Obsidian splinters are generally used as obsidian tools for knives, scrapers, arrowheads and spears, which, in addition to the showpieces in museums, are mainly found as archaeological finds. They have achieved great importance in the last decades because there are e.g. B. with proton induxated X-ray spectroscopy is possible to determine the exact place of origin of a fragment. Thus, the distribution channels and the mutual cultural influence within this geographical area can be explained. The earliest finds indicate that it was in use as early as 20,000 years before Christ. From the Admiralty Islands and New Britain they were spread several thousand kilometers to Tonga, Fiji and Samoa to the east, and to Borneo to the west.

literature

Web links

Individual evidence

  1. Heinrich Schnee (Ed.): Article Admiralty Islands and Obsidian . In: German Colonial Lexicon. Quelle & Meyer, Leipzig 1920. ( Online ).
  2. ^ Willi Foy: Guide through the Rautenstrauch-Joest-Museum (Museum of Ethnology) in the city of Cologne . Dumont Schauberg, Cologne 1906, p. 105-106 ( archive.org ).
  3. ^ Willi Foy: Guide through the Rautenstrauch-Joest-Museum (Museum of Ethnology) in the city of Cologne . Dumont Schauberg, Cologne 1906, p. 105 ( archive.org ).
  4. Object FE010547
  5. ^ Heinrich Schnee: Pictures from the South Seas.
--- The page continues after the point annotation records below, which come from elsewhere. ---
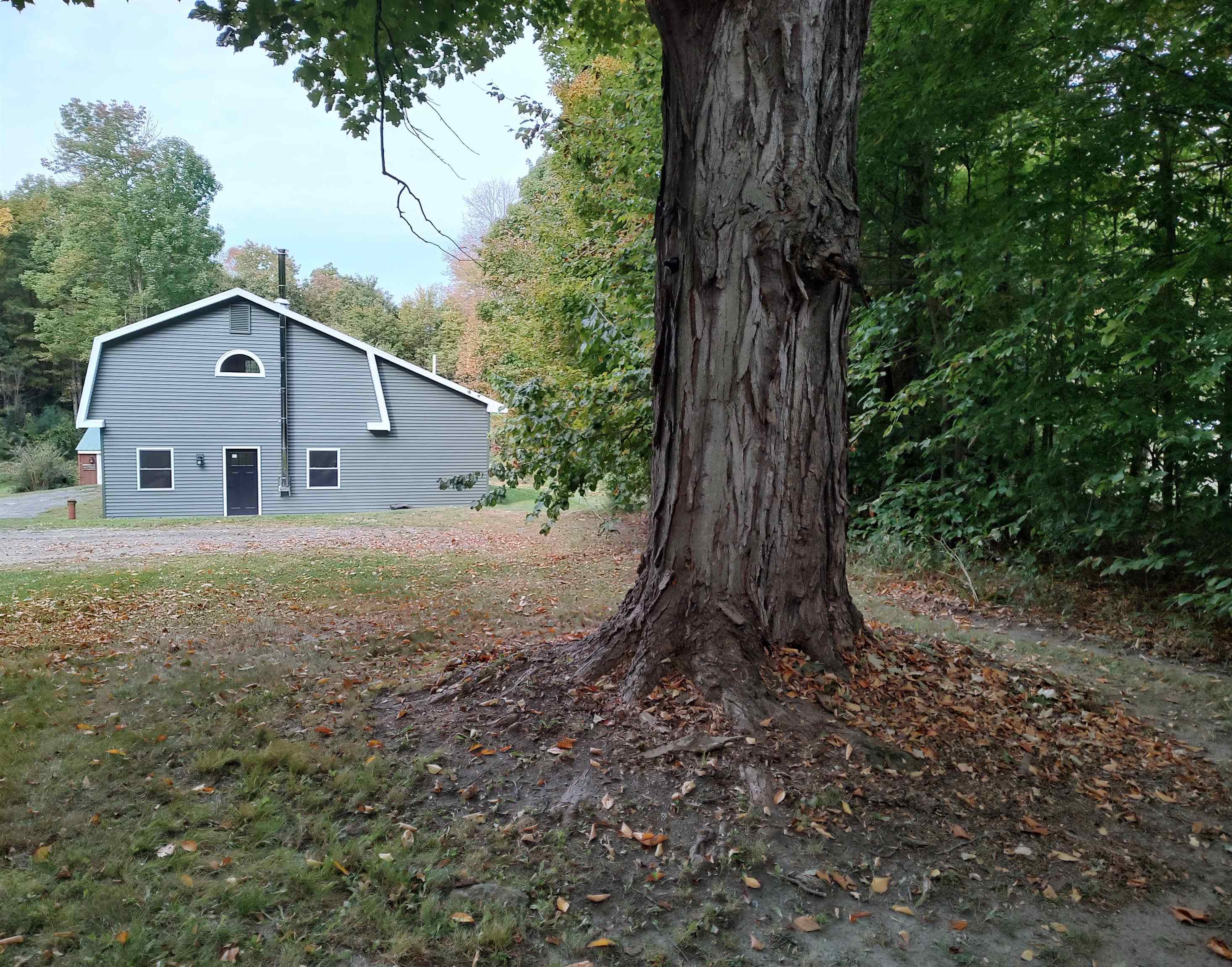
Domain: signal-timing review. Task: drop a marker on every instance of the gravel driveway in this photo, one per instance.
(89, 545)
(35, 503)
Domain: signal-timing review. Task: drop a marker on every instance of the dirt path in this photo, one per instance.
(32, 504)
(93, 545)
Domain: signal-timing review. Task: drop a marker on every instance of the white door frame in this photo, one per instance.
(243, 446)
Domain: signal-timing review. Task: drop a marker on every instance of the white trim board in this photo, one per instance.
(383, 426)
(232, 294)
(260, 510)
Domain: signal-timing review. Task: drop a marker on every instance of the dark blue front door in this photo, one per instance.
(242, 484)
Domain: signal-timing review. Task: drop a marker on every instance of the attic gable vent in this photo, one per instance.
(242, 319)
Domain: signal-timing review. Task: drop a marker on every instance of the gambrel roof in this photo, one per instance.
(372, 353)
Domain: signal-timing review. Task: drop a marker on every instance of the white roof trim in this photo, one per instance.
(381, 426)
(210, 301)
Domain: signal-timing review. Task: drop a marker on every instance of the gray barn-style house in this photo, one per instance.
(236, 406)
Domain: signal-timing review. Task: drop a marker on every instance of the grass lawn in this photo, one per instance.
(233, 757)
(181, 710)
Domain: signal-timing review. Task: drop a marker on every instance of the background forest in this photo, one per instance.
(1041, 366)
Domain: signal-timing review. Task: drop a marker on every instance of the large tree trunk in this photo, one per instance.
(757, 232)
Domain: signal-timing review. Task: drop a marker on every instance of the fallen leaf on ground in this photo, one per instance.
(1189, 916)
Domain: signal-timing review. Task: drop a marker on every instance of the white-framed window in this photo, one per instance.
(239, 363)
(325, 468)
(156, 468)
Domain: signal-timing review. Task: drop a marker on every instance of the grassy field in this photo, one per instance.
(179, 710)
(202, 758)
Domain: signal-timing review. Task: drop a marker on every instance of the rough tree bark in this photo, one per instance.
(757, 232)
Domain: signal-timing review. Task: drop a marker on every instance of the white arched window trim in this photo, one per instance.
(260, 366)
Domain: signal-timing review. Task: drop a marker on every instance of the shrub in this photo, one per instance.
(41, 467)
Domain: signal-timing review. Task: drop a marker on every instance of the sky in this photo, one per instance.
(291, 178)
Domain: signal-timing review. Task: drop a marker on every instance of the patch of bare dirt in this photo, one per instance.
(950, 810)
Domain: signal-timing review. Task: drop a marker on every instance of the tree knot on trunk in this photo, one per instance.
(827, 265)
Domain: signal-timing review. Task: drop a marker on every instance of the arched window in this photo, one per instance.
(239, 363)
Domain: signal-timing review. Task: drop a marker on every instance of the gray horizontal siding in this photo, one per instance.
(158, 389)
(434, 431)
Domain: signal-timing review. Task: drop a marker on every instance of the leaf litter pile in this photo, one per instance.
(927, 805)
(931, 791)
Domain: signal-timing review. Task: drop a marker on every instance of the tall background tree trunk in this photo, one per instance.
(757, 232)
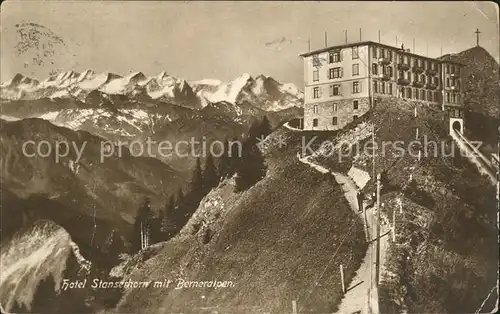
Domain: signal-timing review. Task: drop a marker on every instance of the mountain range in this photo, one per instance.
(90, 87)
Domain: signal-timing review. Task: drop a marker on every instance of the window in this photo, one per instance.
(334, 90)
(355, 54)
(335, 55)
(355, 69)
(316, 61)
(316, 92)
(355, 87)
(334, 73)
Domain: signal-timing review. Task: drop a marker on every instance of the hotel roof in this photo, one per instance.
(370, 43)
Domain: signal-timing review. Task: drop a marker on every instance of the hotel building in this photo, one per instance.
(343, 82)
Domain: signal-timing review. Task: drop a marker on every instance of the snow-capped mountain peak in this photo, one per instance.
(264, 91)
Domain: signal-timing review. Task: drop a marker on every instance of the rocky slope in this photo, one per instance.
(273, 244)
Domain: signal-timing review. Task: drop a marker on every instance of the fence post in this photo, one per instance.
(342, 278)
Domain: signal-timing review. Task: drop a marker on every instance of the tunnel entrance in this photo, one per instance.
(457, 125)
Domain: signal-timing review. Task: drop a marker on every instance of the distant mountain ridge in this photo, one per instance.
(262, 91)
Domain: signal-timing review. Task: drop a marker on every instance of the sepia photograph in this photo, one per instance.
(227, 157)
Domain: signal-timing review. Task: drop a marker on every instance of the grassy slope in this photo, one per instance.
(273, 241)
(446, 254)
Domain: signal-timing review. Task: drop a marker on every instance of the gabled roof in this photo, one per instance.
(445, 58)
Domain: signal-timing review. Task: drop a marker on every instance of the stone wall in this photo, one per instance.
(325, 113)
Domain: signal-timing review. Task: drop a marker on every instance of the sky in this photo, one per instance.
(222, 40)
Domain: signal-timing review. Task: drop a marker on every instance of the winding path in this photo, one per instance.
(362, 293)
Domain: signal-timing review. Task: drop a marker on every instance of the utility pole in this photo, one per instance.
(342, 278)
(377, 257)
(477, 32)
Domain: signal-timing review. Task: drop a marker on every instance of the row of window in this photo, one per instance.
(452, 98)
(381, 52)
(335, 56)
(418, 94)
(382, 87)
(335, 89)
(386, 70)
(335, 120)
(334, 73)
(335, 107)
(419, 78)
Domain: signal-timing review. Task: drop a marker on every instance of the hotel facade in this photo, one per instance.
(343, 82)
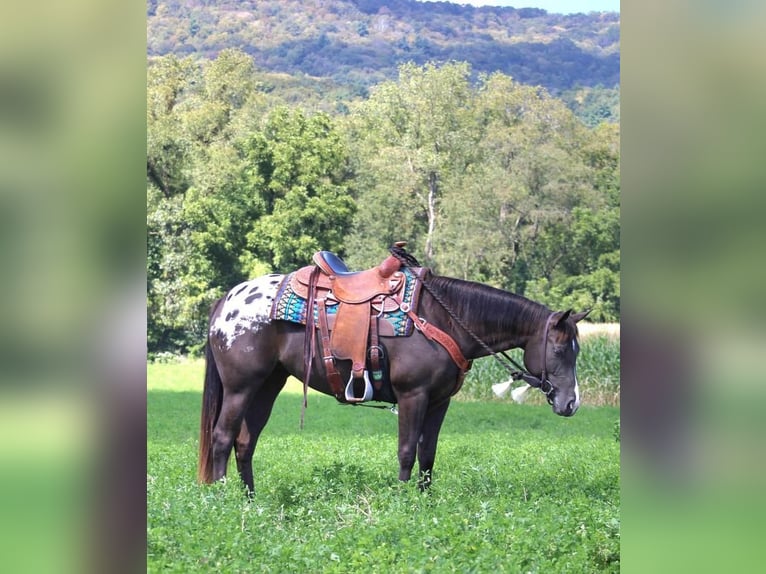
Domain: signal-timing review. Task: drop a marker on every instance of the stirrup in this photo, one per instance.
(349, 394)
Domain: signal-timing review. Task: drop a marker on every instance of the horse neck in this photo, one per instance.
(502, 320)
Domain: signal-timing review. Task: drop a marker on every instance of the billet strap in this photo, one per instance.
(309, 342)
(333, 376)
(374, 353)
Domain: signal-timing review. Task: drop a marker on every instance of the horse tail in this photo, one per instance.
(212, 397)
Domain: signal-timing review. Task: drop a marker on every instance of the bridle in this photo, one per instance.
(542, 381)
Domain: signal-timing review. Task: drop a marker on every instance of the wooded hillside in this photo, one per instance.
(358, 43)
(489, 180)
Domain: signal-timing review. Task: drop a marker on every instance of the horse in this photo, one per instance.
(250, 355)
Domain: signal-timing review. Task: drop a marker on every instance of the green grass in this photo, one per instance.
(516, 489)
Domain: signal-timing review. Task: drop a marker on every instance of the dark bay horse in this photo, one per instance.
(249, 357)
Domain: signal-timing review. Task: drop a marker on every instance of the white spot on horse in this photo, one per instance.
(246, 309)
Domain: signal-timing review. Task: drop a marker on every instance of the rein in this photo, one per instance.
(521, 373)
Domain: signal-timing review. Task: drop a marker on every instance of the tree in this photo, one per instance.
(414, 138)
(308, 202)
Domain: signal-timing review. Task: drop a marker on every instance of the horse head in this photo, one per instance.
(551, 357)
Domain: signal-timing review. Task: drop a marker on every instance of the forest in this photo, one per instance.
(485, 177)
(352, 45)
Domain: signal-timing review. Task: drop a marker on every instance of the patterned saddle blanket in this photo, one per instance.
(289, 306)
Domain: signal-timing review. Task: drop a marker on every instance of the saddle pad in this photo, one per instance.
(289, 306)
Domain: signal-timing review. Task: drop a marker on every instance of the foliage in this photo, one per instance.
(516, 489)
(223, 193)
(491, 181)
(497, 183)
(361, 43)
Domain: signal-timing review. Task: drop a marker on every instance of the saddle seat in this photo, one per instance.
(361, 296)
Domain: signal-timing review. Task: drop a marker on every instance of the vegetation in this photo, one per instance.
(490, 180)
(350, 45)
(517, 489)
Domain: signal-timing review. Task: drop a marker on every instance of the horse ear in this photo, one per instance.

Berlin 1904, pp. 203-204.
  6. ^ Spear with obsidian point in the Pitt Rivers Museum, Oxford, inventory no. 1900.55.463 , accessed September 29, 2012.
  7. ^ Clayton Fredericksen: The maritime distribution of Bismarck Archipelago obsidian and island Melanesian prehistory . In: Journal of the Polynesian Society. Auckland, New Zealand Vol. 106, 1997, No. 4, p. 376 and map on p. 377.
  8. ^ Clayton Fredericksen: The maritime distribution of Bismarck Archipelago obsidian and island Melanesian prehistory . 1997, op. Cit., With further literature.